Centuries-old décor, modern art, fashion, and memorabilia outline the Persian rug-covered pathway of DuMouchelle Art Galleries, an auction house in downtown Detroit. There’s an Eames chair in one corner with a footstool half way out, begging to be sat in. Around the bend, Calder paintings hang next to Picasso sketches and 19th-century Pietro Lari watercolors. The space the business occupies is the best of your great-grandmother’s attic multiplied by 10, and it’s celebrating a milestone anniversary.
The family-owned gallery and auction house is turning 90 this year. Eighty of those years have been spent at its six-story, Jefferson Avenue location, which is said to have once been the oldest car dealership in the state. The business was started in 1927 by Joseph and Charlotte DuMouchelle shortly after they were married.
While the items and the space itself skew older — some of its pieces date back to the early 1800s — DuMouchelles has moved into the 21st century.
They’re broadcasting live auctions onto many bidding websites, reaching customers from New York to London to Hong Kong and back to Detroit.
Operations manager Ryan McCarron and marketing manager Max Poole along with an innovative team, also use social media platforms like Facebook and Instagram. Hashtags such as #dwts, an acronym for ABC TV’s competition show Dancing with the Stars for example, can be spotted in the description of a whimsical Harriet Whitney Frishmuth sculpture fountain photo as a way to reach a new, more media-savvy audience.
Aside from using new technologies to attract global customers and social media techniques to reach fresh consumers, the business is also capitalizing on the rising popularity of downtown living. “We’ve noticed, at least in the past year, we have a lot more people of younger generations coming through the door,” McCarron says.
Appraisers and auctioneers at the gallery say this new group is looking for unique items that will last longer than mass-produced furniture — the mid-century modern look is currently in vogue. “Antiques used to be a stronger part of our business,” says head of advertising Nanette Poole. “Now, modern and contemporary is more in demand.”
Yet, while the next generation of employees are using many of their own techniques to move the business forward and continue to keep it relevant, they’re still learning from their seniors about what makes the business successful.
“My father would bring me on Saturdays, and I guess they didn’t know what to do with me so they put me to work,” says Larry, the 83-year-old son of Joseph and Charlotte who now co-owns the auction house along with siblings Ernest and Norman DuMouchelle, and Joan Walker. Over the years, Larry has worked with the estates of the Dodge and Ford families, TV personality Bill Kennedy, and Grosse Pointe’s Stonehurst mansion.
Based on his experience at the business — he still comes in for a daily schedule of home visits, appraisals, research sessions with the catalog staff, and even goes on the occasional buying trips to Michigan’s Upper Peninsula — Larry has taught family members including his daughter Nanette, son and general manager Robert DuMouchelle, and grandsons Ryan and Max, the importance of work ethic and making long-lasting connections with clients, many of whom have been coming to DuMouchelles for decades.

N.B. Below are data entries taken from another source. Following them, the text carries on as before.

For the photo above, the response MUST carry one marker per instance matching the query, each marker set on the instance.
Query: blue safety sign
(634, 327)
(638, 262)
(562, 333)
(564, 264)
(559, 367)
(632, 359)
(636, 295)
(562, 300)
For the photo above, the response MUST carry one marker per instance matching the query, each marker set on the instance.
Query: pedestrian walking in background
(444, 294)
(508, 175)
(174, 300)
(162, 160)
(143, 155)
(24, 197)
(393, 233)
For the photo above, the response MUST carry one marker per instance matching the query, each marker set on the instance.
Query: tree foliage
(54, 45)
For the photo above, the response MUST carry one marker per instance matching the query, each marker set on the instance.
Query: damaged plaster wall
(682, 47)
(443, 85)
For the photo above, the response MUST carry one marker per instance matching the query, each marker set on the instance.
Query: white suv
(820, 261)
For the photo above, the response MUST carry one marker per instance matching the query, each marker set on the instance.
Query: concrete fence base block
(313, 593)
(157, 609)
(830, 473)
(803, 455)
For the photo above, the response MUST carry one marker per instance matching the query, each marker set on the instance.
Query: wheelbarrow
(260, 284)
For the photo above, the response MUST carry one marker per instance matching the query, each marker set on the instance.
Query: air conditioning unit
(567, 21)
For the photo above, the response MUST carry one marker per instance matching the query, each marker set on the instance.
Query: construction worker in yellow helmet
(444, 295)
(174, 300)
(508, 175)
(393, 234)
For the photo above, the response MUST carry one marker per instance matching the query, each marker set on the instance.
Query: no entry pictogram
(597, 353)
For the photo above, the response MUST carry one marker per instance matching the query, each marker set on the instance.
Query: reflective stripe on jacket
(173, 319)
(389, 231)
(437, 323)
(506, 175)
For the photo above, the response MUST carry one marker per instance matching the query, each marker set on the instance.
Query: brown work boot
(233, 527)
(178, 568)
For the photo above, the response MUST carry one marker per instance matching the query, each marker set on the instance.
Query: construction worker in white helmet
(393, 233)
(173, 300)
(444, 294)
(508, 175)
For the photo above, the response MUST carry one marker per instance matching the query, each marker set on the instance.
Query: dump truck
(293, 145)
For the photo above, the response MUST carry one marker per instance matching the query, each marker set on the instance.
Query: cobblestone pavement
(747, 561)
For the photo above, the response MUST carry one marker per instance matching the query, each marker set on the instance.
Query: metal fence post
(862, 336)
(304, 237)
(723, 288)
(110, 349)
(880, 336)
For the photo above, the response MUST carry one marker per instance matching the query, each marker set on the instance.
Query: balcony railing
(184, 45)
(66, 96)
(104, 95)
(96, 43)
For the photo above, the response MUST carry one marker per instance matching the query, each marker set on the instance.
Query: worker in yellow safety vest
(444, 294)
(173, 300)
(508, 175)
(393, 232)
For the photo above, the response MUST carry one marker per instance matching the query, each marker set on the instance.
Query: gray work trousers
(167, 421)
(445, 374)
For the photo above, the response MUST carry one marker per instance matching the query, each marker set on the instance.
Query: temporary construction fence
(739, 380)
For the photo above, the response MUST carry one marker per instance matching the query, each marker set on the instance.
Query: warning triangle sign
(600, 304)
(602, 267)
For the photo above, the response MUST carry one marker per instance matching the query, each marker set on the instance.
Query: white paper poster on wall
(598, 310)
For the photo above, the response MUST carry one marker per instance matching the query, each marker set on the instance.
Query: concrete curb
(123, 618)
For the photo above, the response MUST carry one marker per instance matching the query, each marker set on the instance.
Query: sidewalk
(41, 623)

“We’re now selling for a lot of clients who originally started as buyers. Sometimes the same item comes back to our auctions 30 years later,” he says.

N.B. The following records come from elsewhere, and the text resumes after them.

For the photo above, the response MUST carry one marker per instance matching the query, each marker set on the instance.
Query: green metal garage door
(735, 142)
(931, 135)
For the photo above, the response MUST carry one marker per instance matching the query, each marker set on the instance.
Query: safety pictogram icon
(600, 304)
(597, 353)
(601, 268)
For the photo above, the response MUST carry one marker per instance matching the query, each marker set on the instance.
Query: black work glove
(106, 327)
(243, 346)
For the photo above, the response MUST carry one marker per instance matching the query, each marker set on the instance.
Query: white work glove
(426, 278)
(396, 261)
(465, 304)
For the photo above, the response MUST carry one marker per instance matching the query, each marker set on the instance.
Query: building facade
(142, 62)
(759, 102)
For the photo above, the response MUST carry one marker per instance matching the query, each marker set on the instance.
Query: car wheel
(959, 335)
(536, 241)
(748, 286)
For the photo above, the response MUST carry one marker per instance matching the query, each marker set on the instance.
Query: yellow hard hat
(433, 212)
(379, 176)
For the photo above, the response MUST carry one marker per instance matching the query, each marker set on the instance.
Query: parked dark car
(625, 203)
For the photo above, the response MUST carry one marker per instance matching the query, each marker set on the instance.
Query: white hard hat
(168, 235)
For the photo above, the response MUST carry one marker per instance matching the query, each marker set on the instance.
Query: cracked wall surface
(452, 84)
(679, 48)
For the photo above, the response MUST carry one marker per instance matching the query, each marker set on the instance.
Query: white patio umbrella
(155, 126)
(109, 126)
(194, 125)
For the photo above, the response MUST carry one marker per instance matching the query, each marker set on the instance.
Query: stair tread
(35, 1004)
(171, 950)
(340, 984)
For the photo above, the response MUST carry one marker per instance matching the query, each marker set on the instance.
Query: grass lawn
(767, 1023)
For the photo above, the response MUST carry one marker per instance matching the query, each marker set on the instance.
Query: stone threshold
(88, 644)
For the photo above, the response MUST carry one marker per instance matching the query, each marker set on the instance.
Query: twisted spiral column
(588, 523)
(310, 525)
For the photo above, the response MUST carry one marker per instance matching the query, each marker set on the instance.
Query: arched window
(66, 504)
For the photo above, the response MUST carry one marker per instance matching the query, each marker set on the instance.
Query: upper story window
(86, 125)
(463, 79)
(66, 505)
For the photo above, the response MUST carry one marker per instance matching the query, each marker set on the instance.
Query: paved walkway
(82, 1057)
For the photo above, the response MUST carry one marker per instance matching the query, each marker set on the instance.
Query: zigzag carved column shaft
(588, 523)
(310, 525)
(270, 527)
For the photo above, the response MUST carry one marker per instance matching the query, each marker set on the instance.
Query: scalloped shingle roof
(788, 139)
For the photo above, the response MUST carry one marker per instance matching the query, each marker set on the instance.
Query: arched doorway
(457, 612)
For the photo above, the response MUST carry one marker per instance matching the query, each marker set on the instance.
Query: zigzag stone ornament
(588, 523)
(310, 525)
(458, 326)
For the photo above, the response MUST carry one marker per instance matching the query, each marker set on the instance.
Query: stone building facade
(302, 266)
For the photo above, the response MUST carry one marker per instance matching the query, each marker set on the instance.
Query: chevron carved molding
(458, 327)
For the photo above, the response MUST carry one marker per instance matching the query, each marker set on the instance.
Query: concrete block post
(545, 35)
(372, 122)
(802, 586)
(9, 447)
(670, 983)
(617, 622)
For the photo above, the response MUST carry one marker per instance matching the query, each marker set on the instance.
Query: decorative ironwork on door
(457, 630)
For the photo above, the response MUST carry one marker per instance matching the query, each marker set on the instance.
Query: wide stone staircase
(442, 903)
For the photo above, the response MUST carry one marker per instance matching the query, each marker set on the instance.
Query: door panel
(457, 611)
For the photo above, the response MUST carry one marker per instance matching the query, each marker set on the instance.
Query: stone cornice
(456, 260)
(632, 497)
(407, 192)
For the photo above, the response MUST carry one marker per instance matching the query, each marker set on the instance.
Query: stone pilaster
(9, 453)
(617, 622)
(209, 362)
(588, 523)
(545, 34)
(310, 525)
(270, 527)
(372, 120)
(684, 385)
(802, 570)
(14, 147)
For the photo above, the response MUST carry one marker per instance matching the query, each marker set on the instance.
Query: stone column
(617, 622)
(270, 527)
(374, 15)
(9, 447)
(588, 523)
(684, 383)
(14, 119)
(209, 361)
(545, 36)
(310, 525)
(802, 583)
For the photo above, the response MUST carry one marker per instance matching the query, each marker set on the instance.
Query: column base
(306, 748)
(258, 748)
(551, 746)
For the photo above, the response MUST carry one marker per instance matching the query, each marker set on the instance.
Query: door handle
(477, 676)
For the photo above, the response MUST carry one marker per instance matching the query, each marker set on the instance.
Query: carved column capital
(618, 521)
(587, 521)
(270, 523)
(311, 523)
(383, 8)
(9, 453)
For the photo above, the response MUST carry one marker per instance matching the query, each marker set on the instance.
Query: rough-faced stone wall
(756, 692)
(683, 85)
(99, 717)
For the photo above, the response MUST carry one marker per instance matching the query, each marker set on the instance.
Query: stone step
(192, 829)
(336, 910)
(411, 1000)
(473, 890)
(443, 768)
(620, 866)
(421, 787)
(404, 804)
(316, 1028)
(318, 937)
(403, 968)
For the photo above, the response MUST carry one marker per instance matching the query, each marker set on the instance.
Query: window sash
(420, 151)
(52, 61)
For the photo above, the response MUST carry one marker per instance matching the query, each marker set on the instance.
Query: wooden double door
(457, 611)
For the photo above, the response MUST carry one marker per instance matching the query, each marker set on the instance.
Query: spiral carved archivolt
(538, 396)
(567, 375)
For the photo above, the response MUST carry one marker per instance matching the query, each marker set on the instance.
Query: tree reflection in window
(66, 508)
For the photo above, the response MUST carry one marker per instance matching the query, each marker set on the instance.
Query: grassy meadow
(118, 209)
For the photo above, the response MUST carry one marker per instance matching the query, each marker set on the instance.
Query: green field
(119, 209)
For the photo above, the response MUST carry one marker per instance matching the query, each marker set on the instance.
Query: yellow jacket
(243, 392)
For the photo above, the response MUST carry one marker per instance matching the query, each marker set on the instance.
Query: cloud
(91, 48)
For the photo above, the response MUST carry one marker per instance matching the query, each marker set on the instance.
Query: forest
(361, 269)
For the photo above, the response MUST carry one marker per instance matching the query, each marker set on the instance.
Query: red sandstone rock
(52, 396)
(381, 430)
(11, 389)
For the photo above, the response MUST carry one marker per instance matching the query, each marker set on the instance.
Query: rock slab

The other part is what some family members call a “handshake-and-our-word” mentality that give the business a personal touch, an important part of the competitive auction industry.
However, from the founding of the business in 1927 to Larry’s words of wisdom and a new approach to client outreach, DuMouchelles has continued to evolve over 90 years of business and beat the odds.
The family says most of today’s buyers are not looking for a 150-piece set of porcelain dishes or a 20-foot dining table, like the one in the front window. Yet, while the types of clients and tastes may have changed, DuMouchelles still hopes to act as a liaison for pieces of history, whether it be a giant blue Tiffany glass vase, a colonial-style couch, or a three-dimensional modern painting.
“We’re not only helping decorate homes and apartments; we’re fortunate to be a middleman to pass on pieces of history — of culture, of craftsmanship, of Detroit,” Poole says.